# Another Newbie Here



## MsHobo (Aug 7, 2009)

Hi All,
My hubby and I are thinking about retiring in Mexico in the near future, any info would help, Thanks for your time
Deb


----------



## RVGRINGO (May 16, 2007)

Welcome to the forum. Mexico is a big place and it would help if you could tell us what area or what lifestyle you seek. Members of the forum are scattered across Mexico and are everything from backpackers, business executives, RV wanderers and thousands of retirees. So, ask away, but tell us what homework you have already done in the way of reading, travel, etc. and why you are considering Mexico.


----------



## MsHobo (Aug 7, 2009)

Thanks for the welcome, I (we) have been searching the internet, we want a nice safe place, we are kinda laid back people, hubby in construction, I work at a building supply company, we both love doing home improvement projects, we love taking cruises, thats our way of traveling. I keep coming back to the Lake Chapala area in my internet searches, in my gut, I think that's the place to be. Why Mexico?, the right side of the world so to speak.


----------



## RVGRINGO (May 16, 2007)

You wouldn't be the first Texans to retire to Chapala; we have several among our friends and there is a 'Texas Club' that meets at the American Legion in Chapala. We also have 'sunbird' Texans who come at this time of year to escape the heat and enjoy our temperatures; 71F at the moment.

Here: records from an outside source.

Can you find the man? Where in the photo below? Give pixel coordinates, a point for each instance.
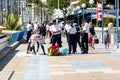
(72, 38)
(84, 38)
(56, 32)
(29, 30)
(35, 27)
(77, 35)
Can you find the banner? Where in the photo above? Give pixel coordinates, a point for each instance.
(99, 11)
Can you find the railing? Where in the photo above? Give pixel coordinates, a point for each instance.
(17, 37)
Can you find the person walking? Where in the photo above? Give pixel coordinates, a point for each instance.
(43, 32)
(56, 34)
(93, 34)
(84, 37)
(29, 30)
(77, 35)
(106, 40)
(72, 39)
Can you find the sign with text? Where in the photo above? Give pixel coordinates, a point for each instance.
(99, 11)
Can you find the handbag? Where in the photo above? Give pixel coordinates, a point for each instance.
(96, 41)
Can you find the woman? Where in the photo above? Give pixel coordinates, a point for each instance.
(92, 32)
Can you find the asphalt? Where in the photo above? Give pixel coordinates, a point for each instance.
(99, 64)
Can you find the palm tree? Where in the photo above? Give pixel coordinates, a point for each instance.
(11, 22)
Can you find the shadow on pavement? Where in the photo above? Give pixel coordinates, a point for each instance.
(6, 60)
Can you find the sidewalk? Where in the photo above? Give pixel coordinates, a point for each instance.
(97, 65)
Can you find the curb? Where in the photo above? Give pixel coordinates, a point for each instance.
(4, 52)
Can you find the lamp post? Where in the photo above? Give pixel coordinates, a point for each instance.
(91, 2)
(102, 21)
(83, 6)
(78, 9)
(117, 21)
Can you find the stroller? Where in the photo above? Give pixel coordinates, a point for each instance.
(35, 38)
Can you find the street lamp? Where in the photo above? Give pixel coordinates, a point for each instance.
(78, 9)
(91, 2)
(83, 6)
(117, 20)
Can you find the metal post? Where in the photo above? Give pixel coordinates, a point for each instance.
(41, 12)
(91, 14)
(58, 4)
(6, 5)
(117, 21)
(102, 21)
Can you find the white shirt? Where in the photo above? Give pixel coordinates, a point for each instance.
(72, 30)
(67, 27)
(35, 27)
(86, 28)
(29, 27)
(55, 28)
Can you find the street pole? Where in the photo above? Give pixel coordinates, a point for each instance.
(117, 21)
(41, 13)
(83, 13)
(6, 5)
(58, 4)
(91, 14)
(102, 21)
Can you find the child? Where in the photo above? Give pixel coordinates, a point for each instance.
(35, 38)
(90, 41)
(106, 40)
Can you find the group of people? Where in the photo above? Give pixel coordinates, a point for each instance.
(76, 34)
(84, 35)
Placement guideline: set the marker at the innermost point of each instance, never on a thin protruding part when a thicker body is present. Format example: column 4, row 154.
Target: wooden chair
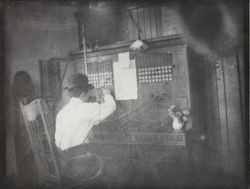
column 47, row 158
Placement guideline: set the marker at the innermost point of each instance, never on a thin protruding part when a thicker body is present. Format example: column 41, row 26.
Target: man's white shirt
column 76, row 119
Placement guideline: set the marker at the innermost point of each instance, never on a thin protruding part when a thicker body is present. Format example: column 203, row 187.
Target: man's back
column 76, row 119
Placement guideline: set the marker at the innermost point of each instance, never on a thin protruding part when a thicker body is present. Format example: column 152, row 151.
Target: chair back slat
column 41, row 140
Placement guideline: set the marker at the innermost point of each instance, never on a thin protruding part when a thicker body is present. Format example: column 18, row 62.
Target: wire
column 59, row 85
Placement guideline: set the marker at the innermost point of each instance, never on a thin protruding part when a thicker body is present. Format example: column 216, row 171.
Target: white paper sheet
column 124, row 59
column 125, row 81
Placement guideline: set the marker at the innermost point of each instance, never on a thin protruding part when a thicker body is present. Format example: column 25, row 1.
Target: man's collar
column 75, row 100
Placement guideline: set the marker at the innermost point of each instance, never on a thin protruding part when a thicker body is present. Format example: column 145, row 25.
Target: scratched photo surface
column 125, row 94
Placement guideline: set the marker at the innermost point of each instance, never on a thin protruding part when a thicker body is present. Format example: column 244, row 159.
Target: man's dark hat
column 79, row 80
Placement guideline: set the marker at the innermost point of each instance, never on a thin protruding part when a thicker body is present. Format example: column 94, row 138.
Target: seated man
column 75, row 120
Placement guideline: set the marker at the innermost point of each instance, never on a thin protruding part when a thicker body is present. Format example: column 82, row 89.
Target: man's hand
column 106, row 92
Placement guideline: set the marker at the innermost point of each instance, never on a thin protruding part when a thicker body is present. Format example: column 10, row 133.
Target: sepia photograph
column 113, row 94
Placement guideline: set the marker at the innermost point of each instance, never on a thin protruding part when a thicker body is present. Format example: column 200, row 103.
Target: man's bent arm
column 105, row 109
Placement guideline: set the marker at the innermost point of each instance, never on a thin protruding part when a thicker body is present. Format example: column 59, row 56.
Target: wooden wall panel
column 149, row 21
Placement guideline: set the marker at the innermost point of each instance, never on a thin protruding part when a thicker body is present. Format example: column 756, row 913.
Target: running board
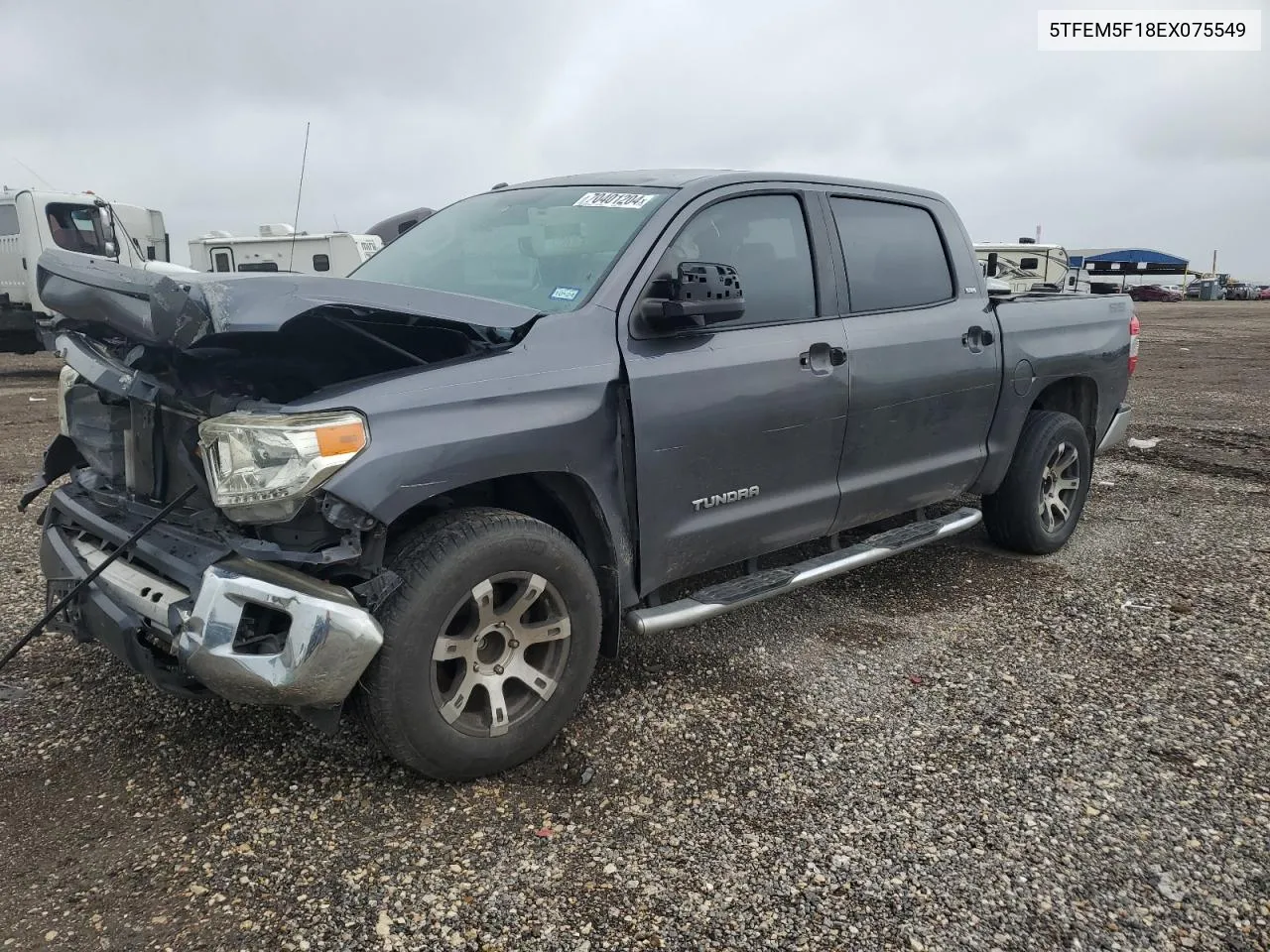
column 737, row 593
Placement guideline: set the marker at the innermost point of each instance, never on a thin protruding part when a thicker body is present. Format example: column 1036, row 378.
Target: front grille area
column 134, row 445
column 98, row 430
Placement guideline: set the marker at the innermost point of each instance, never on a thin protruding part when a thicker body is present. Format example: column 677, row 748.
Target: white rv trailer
column 1028, row 266
column 278, row 248
column 80, row 222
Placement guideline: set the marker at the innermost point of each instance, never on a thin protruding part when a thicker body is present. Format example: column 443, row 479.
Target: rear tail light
column 1134, row 329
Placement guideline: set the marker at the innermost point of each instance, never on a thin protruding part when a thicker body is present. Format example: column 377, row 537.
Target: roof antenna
column 300, row 190
column 33, row 173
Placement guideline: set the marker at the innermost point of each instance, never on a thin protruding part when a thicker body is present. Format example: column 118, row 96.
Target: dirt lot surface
column 955, row 749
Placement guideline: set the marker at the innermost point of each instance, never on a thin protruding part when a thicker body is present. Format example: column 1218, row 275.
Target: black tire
column 402, row 699
column 1014, row 515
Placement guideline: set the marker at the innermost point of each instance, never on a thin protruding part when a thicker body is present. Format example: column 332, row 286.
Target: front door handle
column 821, row 358
column 976, row 338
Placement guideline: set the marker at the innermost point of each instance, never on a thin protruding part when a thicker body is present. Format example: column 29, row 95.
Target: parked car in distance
column 436, row 490
column 1194, row 289
column 1152, row 293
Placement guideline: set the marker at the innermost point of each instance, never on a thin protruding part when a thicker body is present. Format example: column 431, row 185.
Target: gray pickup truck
column 435, row 492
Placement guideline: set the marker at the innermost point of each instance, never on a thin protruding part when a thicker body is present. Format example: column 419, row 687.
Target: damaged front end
column 262, row 587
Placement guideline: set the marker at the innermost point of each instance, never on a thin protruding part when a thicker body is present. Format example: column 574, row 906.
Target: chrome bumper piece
column 329, row 640
column 1118, row 429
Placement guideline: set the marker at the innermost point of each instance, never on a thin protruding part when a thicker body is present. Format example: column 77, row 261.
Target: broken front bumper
column 183, row 627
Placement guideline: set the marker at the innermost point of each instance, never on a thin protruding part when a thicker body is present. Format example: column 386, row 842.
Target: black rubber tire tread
column 431, row 560
column 1010, row 513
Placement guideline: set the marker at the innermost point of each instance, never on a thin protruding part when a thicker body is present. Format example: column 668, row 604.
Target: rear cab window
column 894, row 253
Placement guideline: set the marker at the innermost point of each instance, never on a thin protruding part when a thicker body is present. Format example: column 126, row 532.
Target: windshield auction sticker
column 612, row 199
column 1146, row 31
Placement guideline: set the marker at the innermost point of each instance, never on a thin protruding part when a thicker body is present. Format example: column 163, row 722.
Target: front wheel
column 488, row 645
column 1039, row 503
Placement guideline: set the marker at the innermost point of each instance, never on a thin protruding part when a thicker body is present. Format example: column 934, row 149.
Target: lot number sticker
column 612, row 199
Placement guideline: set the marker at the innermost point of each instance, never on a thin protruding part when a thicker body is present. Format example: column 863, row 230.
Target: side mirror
column 699, row 295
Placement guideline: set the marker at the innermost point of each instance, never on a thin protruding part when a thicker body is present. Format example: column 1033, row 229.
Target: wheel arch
column 1076, row 397
column 562, row 500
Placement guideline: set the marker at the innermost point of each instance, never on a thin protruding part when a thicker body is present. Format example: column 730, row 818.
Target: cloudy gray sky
column 199, row 109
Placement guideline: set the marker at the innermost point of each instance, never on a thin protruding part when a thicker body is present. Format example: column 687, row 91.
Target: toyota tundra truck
column 434, row 493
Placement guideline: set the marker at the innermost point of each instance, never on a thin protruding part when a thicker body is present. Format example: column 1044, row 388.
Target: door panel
column 925, row 377
column 738, row 431
column 725, row 414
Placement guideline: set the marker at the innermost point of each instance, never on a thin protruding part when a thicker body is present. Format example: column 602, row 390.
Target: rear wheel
column 488, row 645
column 1039, row 503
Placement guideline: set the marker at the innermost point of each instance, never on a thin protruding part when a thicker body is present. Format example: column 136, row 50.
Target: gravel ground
column 955, row 749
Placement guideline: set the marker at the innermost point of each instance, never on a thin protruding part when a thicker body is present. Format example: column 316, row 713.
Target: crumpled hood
column 162, row 311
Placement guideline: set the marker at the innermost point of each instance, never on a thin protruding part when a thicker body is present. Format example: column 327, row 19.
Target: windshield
column 543, row 248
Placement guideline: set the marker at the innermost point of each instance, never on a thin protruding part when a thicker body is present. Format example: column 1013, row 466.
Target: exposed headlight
column 261, row 467
column 66, row 380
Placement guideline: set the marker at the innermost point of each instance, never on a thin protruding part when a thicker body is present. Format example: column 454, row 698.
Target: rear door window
column 894, row 254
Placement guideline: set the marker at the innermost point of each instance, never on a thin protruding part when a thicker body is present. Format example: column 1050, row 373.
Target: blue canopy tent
column 1127, row 261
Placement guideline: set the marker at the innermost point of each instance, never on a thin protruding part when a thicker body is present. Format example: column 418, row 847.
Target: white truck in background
column 81, row 222
column 278, row 248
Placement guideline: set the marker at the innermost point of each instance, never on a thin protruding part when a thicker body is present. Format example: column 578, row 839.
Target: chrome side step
column 737, row 593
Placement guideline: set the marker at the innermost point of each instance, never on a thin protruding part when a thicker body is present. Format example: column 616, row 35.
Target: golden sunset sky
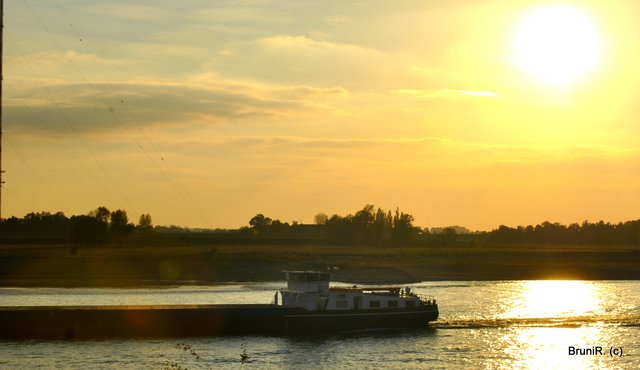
column 204, row 113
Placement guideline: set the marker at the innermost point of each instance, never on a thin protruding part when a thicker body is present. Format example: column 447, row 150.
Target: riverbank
column 134, row 266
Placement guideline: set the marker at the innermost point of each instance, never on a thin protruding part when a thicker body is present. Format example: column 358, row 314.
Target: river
column 495, row 324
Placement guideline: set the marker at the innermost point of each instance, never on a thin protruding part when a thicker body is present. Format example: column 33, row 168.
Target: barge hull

So, come on down and explore. It is quite safe, by the way.


----------



## MsHobo (Aug 7, 2009)

Thanks Rv for your info. Do you know of any local hotels for us to stay while we search for a rental, I think that's the way we want to go, we don't want to sell our home here, we want to be able to rent it out for more income. Any ideals? Once again, thanks so much


----------



## RVGRINGO (May 16, 2007)

There are hotels in both Chapala and Ajijic. They'll run anywhere from $40 to $80 US dollars per night, some with breakfast. Google can be your friend.


----------